Take this medication exactly as prescribed; do not crush or chew extended-release tablets.,Avoid consuming large amounts of caffeine (coffee, tea, chocolate) as it may increase side effects like jitteriness and insomnia.,Inform your doctor if you experience nausea, vomiting, rapid heartbeat, or seizures.,Do not stop taking this medication abruptly; taper under medical supervision.,Keep all appointments for blood tests to monitor theophylline levels.,Avoid smoking or using nicotine products, as they affect how the medication works.,Carry a list of all medications you take, as many can interact with theophylline.
Take BRISDELLE at bedtime to reduce daytime drowsiness.,Do not crush or chew the capsule; swallow whole.,It may take 2–4 weeks to see full benefit for hot flashes.,Avoid alcohol as it can increase sedation.,Do not stop suddenly; taper under medical guidance.,Report any suicidal thoughts, worsening depression, or unusual behavior changes.,Contact doctor if you experience severe headache, nausea, or rapid heartbeat (serotonin syndrome).,Store at room temperature away from moisture and heat.
No interactions on record
No interactions on record
Explore head-to-head clinical comparisons of other medications in the same therapeutic classes.
Common clinical questions about AEROLATE III vs BRISDELLE, answered by our medical review team.
AEROLATE III is a Bronchodilator that works by AEROLATE III (theophylline) is a bronchodilator that inhibits phosphodiesterase, increasing intracellular c AMP levels, leading to relaxation of bronchial smooth muscle and suppression of airway inflammation.. BRISDELLE is a SSRI Antidepressant that works by Selective serotonin reuptake inhibitor (SSRI); paroxetine is the active ingredient.

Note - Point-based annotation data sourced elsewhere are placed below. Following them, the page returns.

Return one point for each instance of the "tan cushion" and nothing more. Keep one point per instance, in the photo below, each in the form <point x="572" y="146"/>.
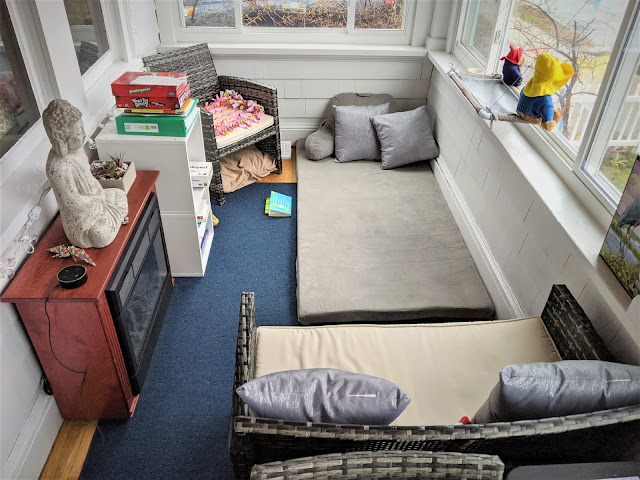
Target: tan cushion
<point x="239" y="133"/>
<point x="448" y="369"/>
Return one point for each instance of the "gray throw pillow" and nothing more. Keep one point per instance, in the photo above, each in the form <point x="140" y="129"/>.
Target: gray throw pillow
<point x="319" y="144"/>
<point x="405" y="137"/>
<point x="324" y="395"/>
<point x="542" y="390"/>
<point x="355" y="137"/>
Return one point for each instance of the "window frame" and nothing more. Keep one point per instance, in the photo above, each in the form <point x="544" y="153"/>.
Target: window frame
<point x="172" y="29"/>
<point x="561" y="157"/>
<point x="52" y="66"/>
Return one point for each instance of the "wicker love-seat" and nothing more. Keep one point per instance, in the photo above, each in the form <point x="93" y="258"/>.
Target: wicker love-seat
<point x="606" y="435"/>
<point x="205" y="84"/>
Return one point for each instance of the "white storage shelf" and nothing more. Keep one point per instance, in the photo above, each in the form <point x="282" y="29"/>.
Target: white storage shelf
<point x="179" y="202"/>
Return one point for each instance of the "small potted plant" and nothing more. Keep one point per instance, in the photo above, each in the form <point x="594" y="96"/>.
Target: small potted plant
<point x="114" y="173"/>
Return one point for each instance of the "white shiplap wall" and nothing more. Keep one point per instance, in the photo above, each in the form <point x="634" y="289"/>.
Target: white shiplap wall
<point x="531" y="248"/>
<point x="305" y="85"/>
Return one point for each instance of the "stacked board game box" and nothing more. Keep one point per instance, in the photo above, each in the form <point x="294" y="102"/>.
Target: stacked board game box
<point x="155" y="103"/>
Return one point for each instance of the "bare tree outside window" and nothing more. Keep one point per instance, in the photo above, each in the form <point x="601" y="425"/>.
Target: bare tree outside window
<point x="209" y="13"/>
<point x="379" y="14"/>
<point x="296" y="14"/>
<point x="369" y="14"/>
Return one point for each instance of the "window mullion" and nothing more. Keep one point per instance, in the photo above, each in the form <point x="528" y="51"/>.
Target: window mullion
<point x="505" y="8"/>
<point x="238" y="15"/>
<point x="351" y="17"/>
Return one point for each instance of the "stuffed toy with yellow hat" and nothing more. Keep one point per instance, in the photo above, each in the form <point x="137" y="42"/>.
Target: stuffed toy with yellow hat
<point x="535" y="104"/>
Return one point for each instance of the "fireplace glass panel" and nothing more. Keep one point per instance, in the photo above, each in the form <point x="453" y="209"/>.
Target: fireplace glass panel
<point x="140" y="308"/>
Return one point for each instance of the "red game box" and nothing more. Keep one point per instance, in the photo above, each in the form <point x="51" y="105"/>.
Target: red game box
<point x="150" y="84"/>
<point x="154" y="103"/>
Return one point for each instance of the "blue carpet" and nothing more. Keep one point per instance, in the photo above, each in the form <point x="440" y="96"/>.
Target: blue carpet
<point x="181" y="425"/>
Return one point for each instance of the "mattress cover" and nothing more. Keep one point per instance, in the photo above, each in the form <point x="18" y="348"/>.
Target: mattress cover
<point x="380" y="245"/>
<point x="448" y="369"/>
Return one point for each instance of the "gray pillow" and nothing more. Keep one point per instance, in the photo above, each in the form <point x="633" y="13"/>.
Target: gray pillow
<point x="324" y="395"/>
<point x="542" y="390"/>
<point x="355" y="137"/>
<point x="319" y="144"/>
<point x="405" y="137"/>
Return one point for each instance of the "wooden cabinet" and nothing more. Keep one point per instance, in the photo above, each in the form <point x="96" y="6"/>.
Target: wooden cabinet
<point x="73" y="331"/>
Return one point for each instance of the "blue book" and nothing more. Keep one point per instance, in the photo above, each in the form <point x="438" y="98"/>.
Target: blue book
<point x="279" y="205"/>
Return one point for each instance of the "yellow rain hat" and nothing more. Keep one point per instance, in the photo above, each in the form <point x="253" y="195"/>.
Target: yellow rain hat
<point x="549" y="76"/>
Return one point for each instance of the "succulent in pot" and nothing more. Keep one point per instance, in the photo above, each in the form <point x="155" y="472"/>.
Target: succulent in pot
<point x="114" y="173"/>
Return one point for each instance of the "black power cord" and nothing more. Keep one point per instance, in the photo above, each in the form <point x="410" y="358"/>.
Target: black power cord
<point x="82" y="372"/>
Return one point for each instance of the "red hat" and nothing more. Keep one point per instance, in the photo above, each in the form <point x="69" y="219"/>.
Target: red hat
<point x="514" y="56"/>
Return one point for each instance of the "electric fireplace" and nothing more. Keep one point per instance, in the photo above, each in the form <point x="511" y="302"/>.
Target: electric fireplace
<point x="139" y="291"/>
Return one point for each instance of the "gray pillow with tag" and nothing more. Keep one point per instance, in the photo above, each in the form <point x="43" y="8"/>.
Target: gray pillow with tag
<point x="324" y="395"/>
<point x="405" y="137"/>
<point x="543" y="390"/>
<point x="355" y="137"/>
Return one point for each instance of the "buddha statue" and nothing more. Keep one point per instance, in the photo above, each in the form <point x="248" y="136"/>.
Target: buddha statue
<point x="91" y="216"/>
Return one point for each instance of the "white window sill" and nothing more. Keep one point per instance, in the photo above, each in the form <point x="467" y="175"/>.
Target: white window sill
<point x="307" y="50"/>
<point x="585" y="230"/>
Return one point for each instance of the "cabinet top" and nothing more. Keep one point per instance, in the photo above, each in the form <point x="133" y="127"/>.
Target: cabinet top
<point x="37" y="277"/>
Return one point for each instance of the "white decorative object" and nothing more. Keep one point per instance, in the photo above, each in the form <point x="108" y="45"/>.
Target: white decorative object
<point x="91" y="216"/>
<point x="180" y="202"/>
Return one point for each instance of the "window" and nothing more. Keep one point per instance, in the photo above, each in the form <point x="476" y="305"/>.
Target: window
<point x="87" y="30"/>
<point x="592" y="35"/>
<point x="299" y="22"/>
<point x="368" y="14"/>
<point x="18" y="108"/>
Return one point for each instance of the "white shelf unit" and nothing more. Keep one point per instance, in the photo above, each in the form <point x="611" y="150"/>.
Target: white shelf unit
<point x="179" y="202"/>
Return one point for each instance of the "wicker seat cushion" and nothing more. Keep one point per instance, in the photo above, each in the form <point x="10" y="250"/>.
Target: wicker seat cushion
<point x="448" y="369"/>
<point x="240" y="133"/>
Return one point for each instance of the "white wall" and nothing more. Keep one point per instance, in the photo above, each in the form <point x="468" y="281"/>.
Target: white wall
<point x="305" y="84"/>
<point x="530" y="247"/>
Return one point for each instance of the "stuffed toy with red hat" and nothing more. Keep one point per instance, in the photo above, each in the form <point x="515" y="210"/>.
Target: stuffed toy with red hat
<point x="511" y="69"/>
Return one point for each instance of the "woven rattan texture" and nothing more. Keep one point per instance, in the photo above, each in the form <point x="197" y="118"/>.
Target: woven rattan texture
<point x="599" y="436"/>
<point x="570" y="328"/>
<point x="205" y="84"/>
<point x="374" y="465"/>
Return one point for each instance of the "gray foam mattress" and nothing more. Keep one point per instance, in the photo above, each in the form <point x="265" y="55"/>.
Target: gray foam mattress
<point x="380" y="246"/>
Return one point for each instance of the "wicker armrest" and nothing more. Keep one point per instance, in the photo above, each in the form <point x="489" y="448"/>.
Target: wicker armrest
<point x="374" y="465"/>
<point x="265" y="95"/>
<point x="570" y="328"/>
<point x="245" y="350"/>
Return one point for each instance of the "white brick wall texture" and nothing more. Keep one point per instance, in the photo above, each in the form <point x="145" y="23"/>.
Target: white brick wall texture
<point x="529" y="244"/>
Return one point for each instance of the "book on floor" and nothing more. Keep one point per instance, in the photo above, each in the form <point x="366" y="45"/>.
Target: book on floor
<point x="279" y="205"/>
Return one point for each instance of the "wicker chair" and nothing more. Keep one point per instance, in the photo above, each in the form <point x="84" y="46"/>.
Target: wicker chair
<point x="606" y="435"/>
<point x="205" y="84"/>
<point x="375" y="465"/>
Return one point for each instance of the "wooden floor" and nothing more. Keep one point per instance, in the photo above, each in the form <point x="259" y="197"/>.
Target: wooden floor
<point x="74" y="438"/>
<point x="288" y="174"/>
<point x="69" y="450"/>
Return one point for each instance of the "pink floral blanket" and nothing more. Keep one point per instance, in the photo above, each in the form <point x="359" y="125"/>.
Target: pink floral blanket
<point x="231" y="111"/>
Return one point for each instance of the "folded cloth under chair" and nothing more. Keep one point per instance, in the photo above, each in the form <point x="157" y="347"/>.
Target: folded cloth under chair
<point x="244" y="167"/>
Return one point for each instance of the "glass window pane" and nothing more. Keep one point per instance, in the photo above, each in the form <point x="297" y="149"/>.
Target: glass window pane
<point x="209" y="13"/>
<point x="288" y="13"/>
<point x="480" y="21"/>
<point x="18" y="108"/>
<point x="379" y="14"/>
<point x="87" y="30"/>
<point x="624" y="142"/>
<point x="581" y="32"/>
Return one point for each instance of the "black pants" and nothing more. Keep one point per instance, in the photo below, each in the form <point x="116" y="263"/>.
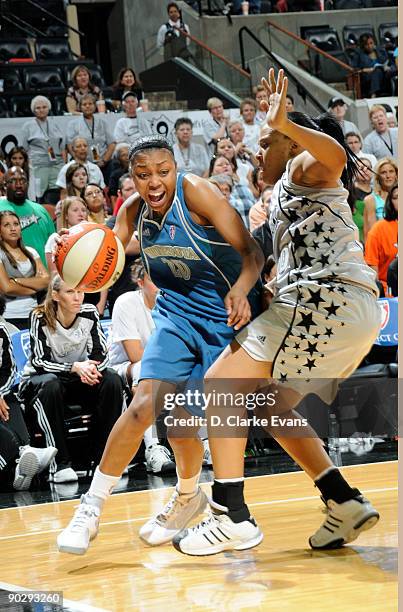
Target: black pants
<point x="13" y="434"/>
<point x="47" y="397"/>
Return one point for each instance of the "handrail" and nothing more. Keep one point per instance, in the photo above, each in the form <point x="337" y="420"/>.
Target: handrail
<point x="215" y="53"/>
<point x="354" y="73"/>
<point x="40" y="8"/>
<point x="270" y="54"/>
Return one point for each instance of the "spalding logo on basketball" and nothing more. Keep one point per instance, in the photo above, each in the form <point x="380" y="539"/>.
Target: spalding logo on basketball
<point x="91" y="257"/>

Enhances serotonergic activity by blocking serotonin reuptake into presynaptic neurons, augmenting serotonin levels in the synaptic cleft.. They differ in pharmacokinetic profiles, FDA-approved indications, and side effect profiles.
Potency comparisons between AEROLATE III and BRISDELLE depend on the specific clinical indication. These are agents from distinct pharmacological classes and are not directly interchangeable by dose. A physician or clinical pharmacist should guide any therapeutic switching decisions.

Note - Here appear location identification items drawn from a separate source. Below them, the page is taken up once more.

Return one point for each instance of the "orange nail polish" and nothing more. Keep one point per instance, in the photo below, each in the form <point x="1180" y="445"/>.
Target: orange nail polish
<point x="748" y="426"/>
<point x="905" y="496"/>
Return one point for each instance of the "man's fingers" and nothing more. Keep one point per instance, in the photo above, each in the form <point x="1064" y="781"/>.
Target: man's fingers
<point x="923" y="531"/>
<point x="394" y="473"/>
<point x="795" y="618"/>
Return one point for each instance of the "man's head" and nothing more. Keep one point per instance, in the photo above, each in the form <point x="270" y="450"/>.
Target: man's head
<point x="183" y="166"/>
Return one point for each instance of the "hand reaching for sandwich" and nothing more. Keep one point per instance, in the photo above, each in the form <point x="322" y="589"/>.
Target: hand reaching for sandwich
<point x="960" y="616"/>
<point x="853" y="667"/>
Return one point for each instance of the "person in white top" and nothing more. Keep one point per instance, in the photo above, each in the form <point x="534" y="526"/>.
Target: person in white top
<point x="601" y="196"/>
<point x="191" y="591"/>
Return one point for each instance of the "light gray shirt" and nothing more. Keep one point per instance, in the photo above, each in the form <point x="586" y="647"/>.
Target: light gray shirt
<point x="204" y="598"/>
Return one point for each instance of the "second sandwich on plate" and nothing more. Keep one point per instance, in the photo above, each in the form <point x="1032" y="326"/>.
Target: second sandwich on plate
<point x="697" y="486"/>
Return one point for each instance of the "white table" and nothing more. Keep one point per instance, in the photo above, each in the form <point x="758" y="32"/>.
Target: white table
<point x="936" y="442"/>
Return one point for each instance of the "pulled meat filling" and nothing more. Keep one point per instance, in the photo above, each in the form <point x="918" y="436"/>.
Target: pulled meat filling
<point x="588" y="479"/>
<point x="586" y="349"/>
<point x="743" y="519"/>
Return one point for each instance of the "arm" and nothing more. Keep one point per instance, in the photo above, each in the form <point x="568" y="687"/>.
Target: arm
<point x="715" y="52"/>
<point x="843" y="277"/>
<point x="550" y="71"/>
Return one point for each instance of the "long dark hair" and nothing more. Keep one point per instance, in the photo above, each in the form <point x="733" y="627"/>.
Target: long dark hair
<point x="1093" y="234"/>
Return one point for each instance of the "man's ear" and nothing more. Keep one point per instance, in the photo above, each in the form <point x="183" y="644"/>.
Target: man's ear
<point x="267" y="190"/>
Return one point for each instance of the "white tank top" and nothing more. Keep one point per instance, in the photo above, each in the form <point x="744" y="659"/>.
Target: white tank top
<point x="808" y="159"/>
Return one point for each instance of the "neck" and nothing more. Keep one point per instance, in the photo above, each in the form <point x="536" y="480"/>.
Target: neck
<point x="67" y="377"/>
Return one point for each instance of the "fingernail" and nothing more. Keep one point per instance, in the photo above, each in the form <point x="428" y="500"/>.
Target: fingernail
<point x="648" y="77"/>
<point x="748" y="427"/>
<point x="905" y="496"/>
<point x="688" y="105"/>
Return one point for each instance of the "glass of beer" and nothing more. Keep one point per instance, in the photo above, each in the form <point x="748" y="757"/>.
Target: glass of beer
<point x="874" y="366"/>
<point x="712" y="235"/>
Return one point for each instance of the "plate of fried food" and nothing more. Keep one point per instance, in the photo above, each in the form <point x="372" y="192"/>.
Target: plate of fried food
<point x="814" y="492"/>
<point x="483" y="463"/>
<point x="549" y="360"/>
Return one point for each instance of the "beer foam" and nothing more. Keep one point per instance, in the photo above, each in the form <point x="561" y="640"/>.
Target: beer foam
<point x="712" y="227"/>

The standard adult dose of AEROLATE III is: Inhalation: 2 inhalations (200 mcg) twice daily, max 4 inhalations (400 mcg) per day. Oral: 4 mg twice daily, max 8 mg per day.. The standard adult dose of BRISDELLE is: 8 mg orally once daily, taken at bedtime.. Dosing should always be individualized based on indication, renal and hepatic function, age, and other patient factors.

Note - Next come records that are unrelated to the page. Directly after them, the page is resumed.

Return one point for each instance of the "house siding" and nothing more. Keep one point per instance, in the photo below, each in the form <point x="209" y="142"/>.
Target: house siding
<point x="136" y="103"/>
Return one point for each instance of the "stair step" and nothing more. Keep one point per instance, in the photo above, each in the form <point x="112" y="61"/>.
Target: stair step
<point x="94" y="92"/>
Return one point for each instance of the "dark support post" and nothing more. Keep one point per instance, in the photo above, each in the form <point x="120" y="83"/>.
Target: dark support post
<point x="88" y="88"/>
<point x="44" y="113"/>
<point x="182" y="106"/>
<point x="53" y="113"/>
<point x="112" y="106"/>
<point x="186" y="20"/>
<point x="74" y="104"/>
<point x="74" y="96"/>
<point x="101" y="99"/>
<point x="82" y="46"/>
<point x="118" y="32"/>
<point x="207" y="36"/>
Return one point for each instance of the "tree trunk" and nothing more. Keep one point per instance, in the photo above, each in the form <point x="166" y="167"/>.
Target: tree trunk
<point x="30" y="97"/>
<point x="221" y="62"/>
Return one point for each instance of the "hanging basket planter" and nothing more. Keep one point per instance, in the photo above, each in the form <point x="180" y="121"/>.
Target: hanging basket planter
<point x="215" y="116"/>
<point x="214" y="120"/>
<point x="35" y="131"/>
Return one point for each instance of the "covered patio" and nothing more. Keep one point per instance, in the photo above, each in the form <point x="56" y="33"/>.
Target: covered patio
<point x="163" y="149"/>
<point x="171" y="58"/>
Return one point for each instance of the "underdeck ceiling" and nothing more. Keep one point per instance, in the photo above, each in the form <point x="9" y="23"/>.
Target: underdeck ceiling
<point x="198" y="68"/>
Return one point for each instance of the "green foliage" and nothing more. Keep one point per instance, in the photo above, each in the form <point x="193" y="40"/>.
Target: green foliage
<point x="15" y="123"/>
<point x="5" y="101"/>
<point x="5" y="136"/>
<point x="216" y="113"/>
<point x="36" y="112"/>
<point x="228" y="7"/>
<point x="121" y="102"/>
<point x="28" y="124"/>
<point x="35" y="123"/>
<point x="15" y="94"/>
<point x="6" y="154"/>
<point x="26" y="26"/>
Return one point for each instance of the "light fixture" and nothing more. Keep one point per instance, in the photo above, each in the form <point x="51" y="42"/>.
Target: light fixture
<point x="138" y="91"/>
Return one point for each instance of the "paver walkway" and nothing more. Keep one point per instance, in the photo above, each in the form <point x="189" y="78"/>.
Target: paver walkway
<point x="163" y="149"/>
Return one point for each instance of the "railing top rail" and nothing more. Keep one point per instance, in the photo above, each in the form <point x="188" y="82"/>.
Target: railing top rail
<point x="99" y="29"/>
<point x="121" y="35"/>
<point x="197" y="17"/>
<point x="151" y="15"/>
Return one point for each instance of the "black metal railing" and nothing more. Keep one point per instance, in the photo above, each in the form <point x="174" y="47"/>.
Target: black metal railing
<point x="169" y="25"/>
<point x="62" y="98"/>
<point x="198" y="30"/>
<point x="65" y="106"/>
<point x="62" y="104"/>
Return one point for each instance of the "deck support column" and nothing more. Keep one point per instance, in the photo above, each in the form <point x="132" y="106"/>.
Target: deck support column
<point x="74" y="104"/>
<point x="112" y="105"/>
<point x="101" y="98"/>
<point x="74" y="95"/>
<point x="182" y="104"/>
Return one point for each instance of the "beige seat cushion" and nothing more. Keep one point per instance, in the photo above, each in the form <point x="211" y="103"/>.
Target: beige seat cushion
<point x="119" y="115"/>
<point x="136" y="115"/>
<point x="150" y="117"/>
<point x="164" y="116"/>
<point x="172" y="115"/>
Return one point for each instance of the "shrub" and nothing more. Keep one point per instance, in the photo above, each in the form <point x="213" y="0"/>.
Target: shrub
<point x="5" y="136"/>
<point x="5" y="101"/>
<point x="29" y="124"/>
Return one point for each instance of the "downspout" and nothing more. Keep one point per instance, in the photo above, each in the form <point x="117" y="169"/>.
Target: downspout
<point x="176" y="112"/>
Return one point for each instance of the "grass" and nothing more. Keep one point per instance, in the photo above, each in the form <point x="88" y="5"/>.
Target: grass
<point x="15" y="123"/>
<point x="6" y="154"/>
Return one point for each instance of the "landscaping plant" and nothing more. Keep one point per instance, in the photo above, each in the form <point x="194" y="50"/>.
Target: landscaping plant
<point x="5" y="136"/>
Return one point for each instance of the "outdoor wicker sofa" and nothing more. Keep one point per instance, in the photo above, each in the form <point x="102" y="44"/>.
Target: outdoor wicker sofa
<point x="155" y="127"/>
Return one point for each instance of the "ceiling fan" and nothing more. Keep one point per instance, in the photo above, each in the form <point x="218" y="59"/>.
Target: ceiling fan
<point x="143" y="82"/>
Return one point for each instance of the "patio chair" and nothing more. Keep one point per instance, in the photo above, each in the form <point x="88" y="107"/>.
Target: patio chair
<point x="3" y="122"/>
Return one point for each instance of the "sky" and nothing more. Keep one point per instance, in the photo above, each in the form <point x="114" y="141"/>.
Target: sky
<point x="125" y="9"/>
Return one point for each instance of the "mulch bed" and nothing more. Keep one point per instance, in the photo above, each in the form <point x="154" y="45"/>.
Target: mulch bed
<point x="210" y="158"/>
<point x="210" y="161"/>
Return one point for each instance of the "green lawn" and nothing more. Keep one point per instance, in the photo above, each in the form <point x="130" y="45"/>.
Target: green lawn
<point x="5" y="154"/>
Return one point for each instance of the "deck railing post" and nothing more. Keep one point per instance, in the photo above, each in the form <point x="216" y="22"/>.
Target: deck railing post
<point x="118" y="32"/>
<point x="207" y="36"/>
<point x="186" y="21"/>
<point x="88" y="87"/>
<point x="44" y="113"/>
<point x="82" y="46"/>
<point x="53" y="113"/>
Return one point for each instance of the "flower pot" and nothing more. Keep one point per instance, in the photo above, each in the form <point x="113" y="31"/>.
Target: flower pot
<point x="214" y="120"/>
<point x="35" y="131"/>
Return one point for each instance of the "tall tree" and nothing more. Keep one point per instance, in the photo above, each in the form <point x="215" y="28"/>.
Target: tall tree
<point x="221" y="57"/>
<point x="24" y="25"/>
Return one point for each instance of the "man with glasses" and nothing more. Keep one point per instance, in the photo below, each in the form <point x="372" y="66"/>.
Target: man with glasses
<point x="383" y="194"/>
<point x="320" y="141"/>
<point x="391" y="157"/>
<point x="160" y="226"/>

No direct drug-drug interaction has been formally documented between AEROLATE III and BRISDELLE in current clinical databases. However, individual patient risk factors including other medications, organ function, and comorbidities should always be evaluated by a qualified healthcare provider.
The maternal-fetal safety profiles differ. AEROLATE III is classified as Category C. AEROLATE III (theophylline) is FDA Pregnancy Category C. First trimester: No well-controlled studies; potential risk cannot be ruled out. Second/third trimesters: Increased fetal h. BRISDELLE is classified as Category C. Pregnancy Category C. In animal studies, paroxetine (active ingredient of Brisdelle) has been associated with increased fetal malformations (including cardiovascular) at doses grea. Always consult a maternal-fetal medicine specialist before taking either drug during pregnancy or lactation.